De lo bueno poco, me dijo mi abuela Isabel, mientras le sostenía la vasija con el maíz con el que alimentaba a las gallinas: ¿Qué dices abuela? Le pregunté, pues ella, solía hablar entre dientes cuando se le escapaba algún pensamiento de su mente. Después de terminar de darle de comer a las aves, me dijo que esperara un poco para que terminaran de comer el grano y me pusiera a limpiar el gallinero; yo tenía entonces diez años de edad y pasaba unas vacaciones con mis abuelos maternos, y por raro que parezca, disfrutaba de todas aquellas tareas domésticas que se me asignaban, porque me era muy placentero que se me tomara en cuenta como un miembro más de la familia y eso conllevaba tener derechos y obligaciones y sentí que el mejor pago que recibí además de la sonrisa de satisfacción de los abuelos, era el hecho de haberme ganado a pulso los alimentos que consumía en mi estancia.

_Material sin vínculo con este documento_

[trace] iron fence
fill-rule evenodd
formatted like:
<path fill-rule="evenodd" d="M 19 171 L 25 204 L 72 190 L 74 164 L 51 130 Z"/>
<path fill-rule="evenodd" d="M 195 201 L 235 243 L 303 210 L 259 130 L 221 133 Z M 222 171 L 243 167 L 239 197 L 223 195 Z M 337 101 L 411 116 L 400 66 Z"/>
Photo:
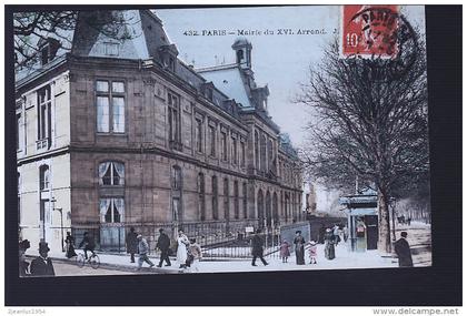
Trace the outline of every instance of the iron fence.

De lo bueno poco decía mi abuela, cuando hacía yo aquellos canales por donde corría el agua que provenía de las pilas que almacenaban el vital líquido y daban vida a los árboles frutales del solar, y al término de la faena me reportaba con la patrona Chabelita, para que supervisara el trabajo que había realizado; después me hacía acompañarla al espacio destinado para la lavandería, ponía en mi mano una desgastada barra de jabón amarillo y tomaba ella la manguera, vertía un poco de agua en mis manos ampolladas y una vez enjabonadas, me decía que tallara con fuerza para sacar la tierra y limpiar las heridas y cuando quedaban bien limpias ponía en la palma de mis manos un  trapo de algodón de un blanco luminoso, para que las secara y me mandaba a la tienda con la tía Chonita para que me pusiera una pomada que contenía terramicina, y como yo me quejaba por el dolor de las llagas, al terminar aquella curación, la abuela  besaba el doro de mis manos y de día: De lo bueno poco.